My view from the room is limited: the varied backsides of a dozen similar apartment buildings, each one streaked with the stains of the city and the years. Peeling paint, mildewed stucco, rotting window frames, cracked and sliding roof tiles, overgrown locust trees — it is the beauty of imperfection, the wabi sabi of modern life in an ancient city.
Through the day, sounds escape the neighboring flats and rise from the streets, entering my open window. In the dawn, the city is nearly noiseless; only the dove who’s made her nest above the drainpipe on my balcony, and a few rumbles from far-off delivery trucks. As the sun rises, various hums and murmurs flow through the air. A ship on the Bosphorus calls with its long, deep horn.
The streets wake up, suffused periodically with car alarms and horns. Boys whistle sharply to a friend, the men across the street at the car park gossip, someone laughs, cellphone ringtones emit tiny songs. Fast-voiced DJs speak a their patter of radio-talk, while television cartoons issue their own aural chaos.
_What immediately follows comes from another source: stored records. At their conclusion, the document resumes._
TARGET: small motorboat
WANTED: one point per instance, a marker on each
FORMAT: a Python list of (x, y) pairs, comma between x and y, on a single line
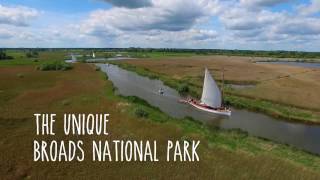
[(161, 91), (212, 98)]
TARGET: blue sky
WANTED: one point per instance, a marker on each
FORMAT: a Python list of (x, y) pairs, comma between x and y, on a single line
[(225, 24)]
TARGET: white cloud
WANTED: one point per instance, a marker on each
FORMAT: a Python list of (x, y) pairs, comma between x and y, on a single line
[(130, 3), (5, 34), (310, 9), (262, 3), (18, 16)]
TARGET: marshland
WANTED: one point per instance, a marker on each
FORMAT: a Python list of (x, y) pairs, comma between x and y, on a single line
[(26, 89)]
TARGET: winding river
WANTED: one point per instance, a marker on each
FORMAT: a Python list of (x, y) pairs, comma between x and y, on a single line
[(299, 135)]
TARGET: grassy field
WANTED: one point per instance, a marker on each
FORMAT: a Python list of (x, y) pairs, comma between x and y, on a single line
[(223, 154), (279, 90)]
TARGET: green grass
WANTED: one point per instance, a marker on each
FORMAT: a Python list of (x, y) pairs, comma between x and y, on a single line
[(231, 140), (19, 58), (55, 66), (267, 107)]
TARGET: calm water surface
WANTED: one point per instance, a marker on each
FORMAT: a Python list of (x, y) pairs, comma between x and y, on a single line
[(302, 136), (300, 64)]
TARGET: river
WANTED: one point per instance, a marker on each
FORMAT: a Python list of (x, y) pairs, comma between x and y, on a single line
[(302, 136)]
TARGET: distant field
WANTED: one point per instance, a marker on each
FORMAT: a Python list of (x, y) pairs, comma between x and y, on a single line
[(288, 85), (19, 57), (223, 154)]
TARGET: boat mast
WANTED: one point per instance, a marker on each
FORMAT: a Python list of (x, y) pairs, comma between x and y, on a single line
[(222, 87)]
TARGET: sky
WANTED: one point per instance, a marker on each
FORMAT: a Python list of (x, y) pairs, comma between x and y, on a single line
[(212, 24)]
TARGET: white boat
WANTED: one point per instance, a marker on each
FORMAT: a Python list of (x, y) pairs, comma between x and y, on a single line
[(211, 99)]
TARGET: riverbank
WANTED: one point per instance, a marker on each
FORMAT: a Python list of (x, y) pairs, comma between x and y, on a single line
[(223, 154), (274, 109)]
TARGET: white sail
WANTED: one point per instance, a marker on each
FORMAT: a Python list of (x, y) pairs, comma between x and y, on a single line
[(73, 57), (211, 94)]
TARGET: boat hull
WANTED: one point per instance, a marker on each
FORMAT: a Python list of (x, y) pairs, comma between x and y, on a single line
[(225, 112)]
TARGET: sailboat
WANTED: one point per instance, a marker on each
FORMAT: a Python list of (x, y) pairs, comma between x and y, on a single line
[(211, 99)]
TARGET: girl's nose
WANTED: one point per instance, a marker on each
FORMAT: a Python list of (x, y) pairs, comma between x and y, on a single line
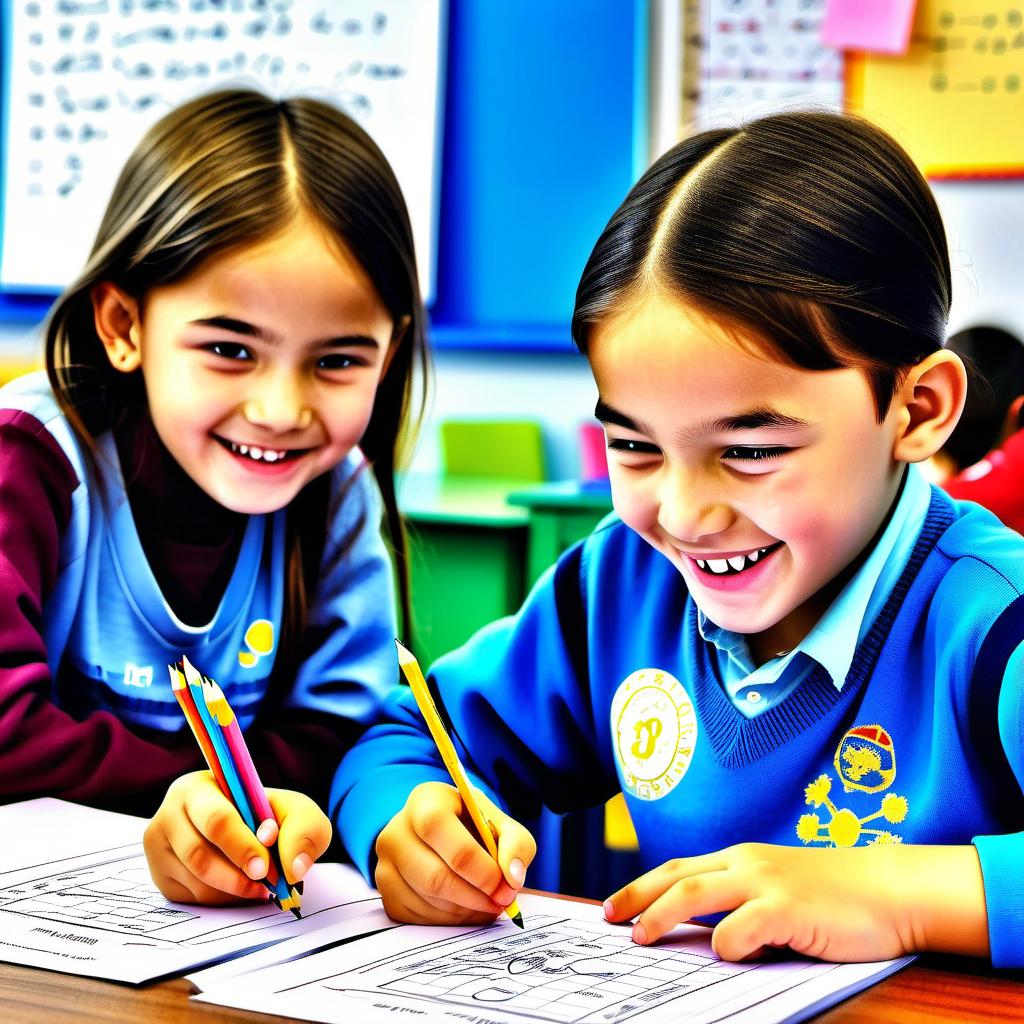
[(279, 404)]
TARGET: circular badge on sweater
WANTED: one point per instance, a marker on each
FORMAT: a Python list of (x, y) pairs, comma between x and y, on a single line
[(654, 730)]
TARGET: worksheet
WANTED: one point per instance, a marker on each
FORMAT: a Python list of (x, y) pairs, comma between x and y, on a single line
[(99, 914), (567, 966)]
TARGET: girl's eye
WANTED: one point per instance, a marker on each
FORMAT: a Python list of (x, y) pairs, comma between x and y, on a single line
[(744, 454), (631, 446), (338, 360), (229, 350)]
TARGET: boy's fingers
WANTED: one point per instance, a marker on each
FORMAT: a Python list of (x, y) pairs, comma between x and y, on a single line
[(305, 832), (435, 823), (402, 902), (641, 892), (434, 880), (698, 894), (516, 849)]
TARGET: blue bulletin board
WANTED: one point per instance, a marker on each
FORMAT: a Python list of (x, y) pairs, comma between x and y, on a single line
[(542, 128)]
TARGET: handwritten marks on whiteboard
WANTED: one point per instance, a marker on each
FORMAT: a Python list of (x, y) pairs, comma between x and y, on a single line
[(955, 99), (753, 57), (86, 78)]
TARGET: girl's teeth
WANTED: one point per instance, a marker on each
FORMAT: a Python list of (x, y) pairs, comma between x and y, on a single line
[(258, 454)]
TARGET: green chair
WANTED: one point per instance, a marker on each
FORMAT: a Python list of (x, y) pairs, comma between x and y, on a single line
[(512, 450)]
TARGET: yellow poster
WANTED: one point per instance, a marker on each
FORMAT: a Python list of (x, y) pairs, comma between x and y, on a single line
[(955, 99)]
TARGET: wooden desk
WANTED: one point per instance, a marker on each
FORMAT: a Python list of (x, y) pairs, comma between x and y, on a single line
[(935, 989)]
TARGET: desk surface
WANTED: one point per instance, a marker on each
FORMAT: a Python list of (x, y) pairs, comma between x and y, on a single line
[(934, 989)]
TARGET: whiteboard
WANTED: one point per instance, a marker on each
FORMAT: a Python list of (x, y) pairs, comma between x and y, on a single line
[(84, 80)]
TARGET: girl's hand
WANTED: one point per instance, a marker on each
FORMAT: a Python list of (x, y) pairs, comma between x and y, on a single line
[(851, 904), (432, 869), (201, 851)]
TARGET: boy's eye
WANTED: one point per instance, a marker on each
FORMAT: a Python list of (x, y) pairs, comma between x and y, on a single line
[(631, 446), (750, 454), (339, 360), (229, 350)]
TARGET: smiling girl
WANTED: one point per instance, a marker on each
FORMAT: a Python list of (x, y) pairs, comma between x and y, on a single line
[(201, 472), (802, 665)]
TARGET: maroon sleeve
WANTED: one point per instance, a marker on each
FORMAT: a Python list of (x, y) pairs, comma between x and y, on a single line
[(44, 751)]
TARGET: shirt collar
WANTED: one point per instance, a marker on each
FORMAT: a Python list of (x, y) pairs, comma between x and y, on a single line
[(834, 639)]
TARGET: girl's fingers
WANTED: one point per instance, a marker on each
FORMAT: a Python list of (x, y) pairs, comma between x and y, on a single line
[(205, 862), (305, 832), (216, 818), (639, 894), (697, 894)]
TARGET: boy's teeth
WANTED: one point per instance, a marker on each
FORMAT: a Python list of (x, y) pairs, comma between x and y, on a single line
[(736, 562)]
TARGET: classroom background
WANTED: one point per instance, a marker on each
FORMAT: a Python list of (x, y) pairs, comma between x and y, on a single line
[(515, 129)]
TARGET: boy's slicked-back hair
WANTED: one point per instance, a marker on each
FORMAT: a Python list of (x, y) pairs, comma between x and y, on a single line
[(811, 236), (228, 169)]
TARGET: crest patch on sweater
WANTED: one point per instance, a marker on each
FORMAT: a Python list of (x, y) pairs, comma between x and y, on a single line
[(864, 762), (654, 730)]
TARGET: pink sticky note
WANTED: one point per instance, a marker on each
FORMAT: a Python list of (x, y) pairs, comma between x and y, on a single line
[(876, 26)]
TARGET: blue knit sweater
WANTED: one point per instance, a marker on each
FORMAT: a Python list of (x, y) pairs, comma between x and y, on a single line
[(602, 683)]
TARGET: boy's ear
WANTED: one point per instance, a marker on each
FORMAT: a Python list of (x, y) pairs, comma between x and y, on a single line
[(117, 317), (931, 400)]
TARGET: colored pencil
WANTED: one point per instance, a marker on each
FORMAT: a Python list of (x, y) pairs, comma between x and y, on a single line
[(414, 676), (223, 718)]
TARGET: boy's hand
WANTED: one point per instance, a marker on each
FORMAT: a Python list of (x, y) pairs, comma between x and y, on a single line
[(201, 851), (852, 904), (432, 868)]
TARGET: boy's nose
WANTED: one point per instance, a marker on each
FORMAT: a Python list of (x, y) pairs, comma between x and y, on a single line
[(280, 404), (688, 515)]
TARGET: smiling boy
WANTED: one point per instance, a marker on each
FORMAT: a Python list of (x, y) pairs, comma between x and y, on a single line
[(800, 663)]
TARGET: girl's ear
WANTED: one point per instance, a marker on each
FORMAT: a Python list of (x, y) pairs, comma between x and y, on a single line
[(930, 402), (117, 318)]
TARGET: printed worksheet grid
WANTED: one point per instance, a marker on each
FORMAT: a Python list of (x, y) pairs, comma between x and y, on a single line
[(559, 974), (124, 902)]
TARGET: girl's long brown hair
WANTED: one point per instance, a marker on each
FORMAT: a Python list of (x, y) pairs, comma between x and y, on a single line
[(229, 169)]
My flatmate George flicks his lighter on the first of many cigarettes.
Late in the afternoon, the city seems to switch to its musical mode: neighbors practice their violins and clarinets, learn scales on a recorder; the bars and dance clubs test their sound systems, and their musical acts prepare for the evening’s show. A girls’ chorus slowly chants their songs.
Before dinner, across the courtyard, a man and a woman have sex, her small moans and his grunts combine and intensify to a rhythmic peak, then diminish.
All through this the calls of the muezzins at the five daily prayer times, their distorted drones wafting from the loudspeakers on the minarets.
And last night, the rain: a thunderous roar so loud it woke me from my still-jetlagged sleep.